A few alternatives? Get outside of “school” into the larger community where there is a plethora of learning opportunities and/or bring the outside community in the form of other people into the school as learning resources from the “real” world of work – science, math, industry, business, architecture, the arts, technology, you name it. Secondly, get more creative with the gift and use of time and not just a rotating schedule. Consider multi-age learning levels and groups. Choose a BIG theme or topic for a longer period of time and explore its multi-dimensional learning opportunities. Consider a global issue as an example and look at its history, its literature, the people involved, the current status and the future. Redesign and rebuild your center of learning and call it something other than school that has meaning, purpose and value. Have a great year ahead as you go forward to school, not back to the same, year after year after year.

 

 

Comments (2)

  1. Hi Gary, I think your idea of what a school could look like is very similar to mine. I find it strange and even crazy, how main stream schools continue to run as they have done for almost a 100 years! Especially, as you pointed out, all the evidence coming from new research into “How” humans learn best conflicts with their current methods. My “real” learning didn’t start until l left school at the age of 16. I was bored ridged in school, it was a drag getting through the day. Wishing the days away until the weekend when I could do what I wanted with my time. To me, school was prison.

    I have to say, I wish my own children’s grandfather was as forward thinking as you. My father is a retired secondary school Maths teacher. He does not support our choice to home educate his grandchildren, and barely makes contact since we made the decision 7 yrs ago. So, it’s not just the school institutions themselves that have become ridged in their thinking, stuck in their beliefs or story of what education should look like!

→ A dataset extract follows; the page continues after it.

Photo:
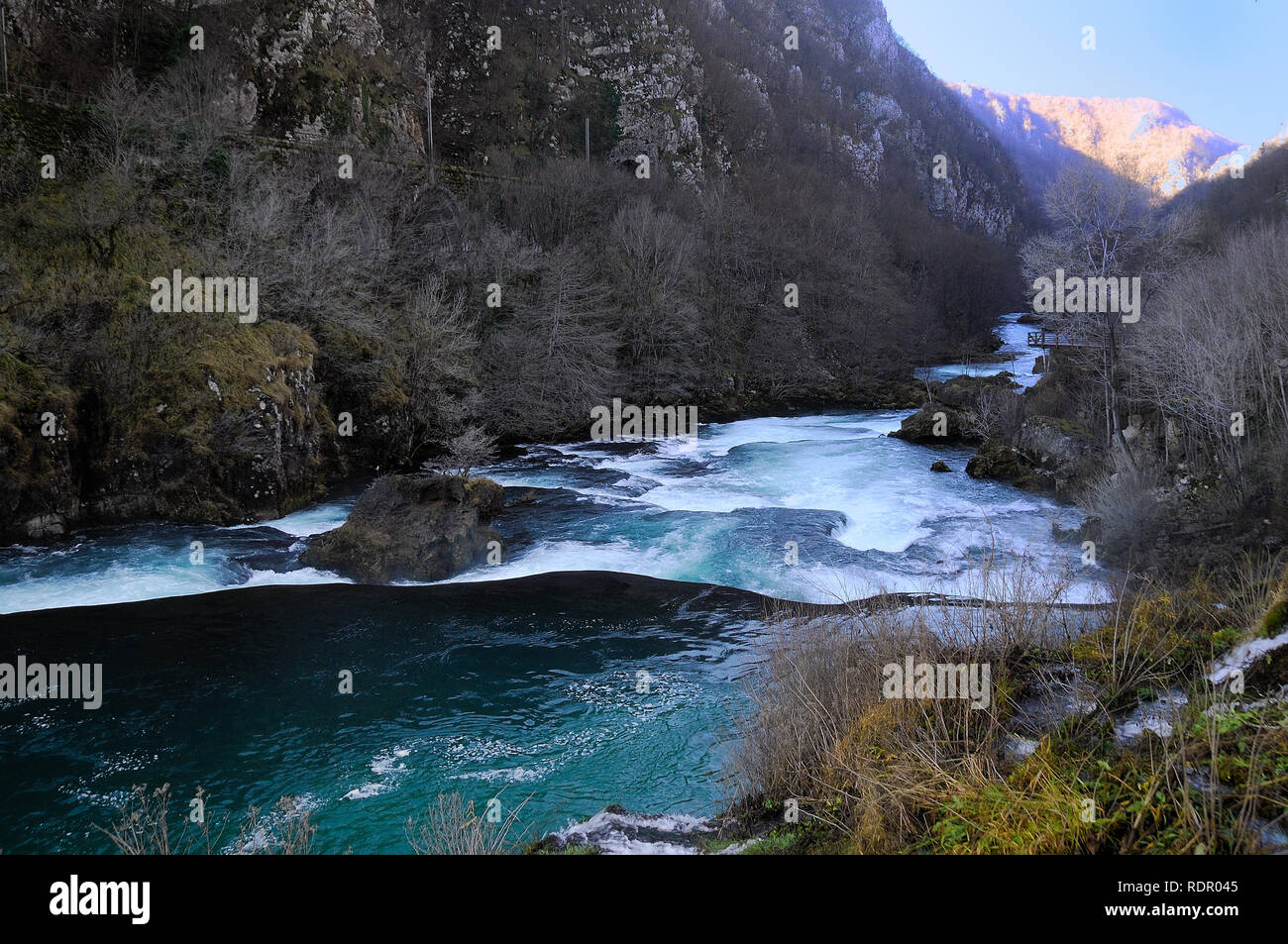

  2. Thanks! These conversations need to be expanded and include so many more who are carving out these new methods of delivering a first-rate learning experience for their children. Not all parents have the skills, the desire, the fortitude or the time to undertake such an adventure but there numerous ways to “iive the education revolution” as you put it so well. I am writing a blog for Getting Smart about what they call “Place Based Learning” and it fits beautifully into the unschooling movement. There are 1.5 million children being home schooled in the U.S. for a variety of different reasons. That number has not increased much in the past 5 years but in the previous 10 years there was a 68% increase. Why? Schools were not providing what kids needed to stay engaged in meaningful learning experiences. Some parents have personal or religious reasons and others fall more into the mainstream of wanting something better and not finding it. There was a conference in St. Petersburg, Florida a couple of years ago on this topic and I am wondering where others might be in the future. Thanks again for your contributions. I will follow your blog with great interest. You could help so many more families.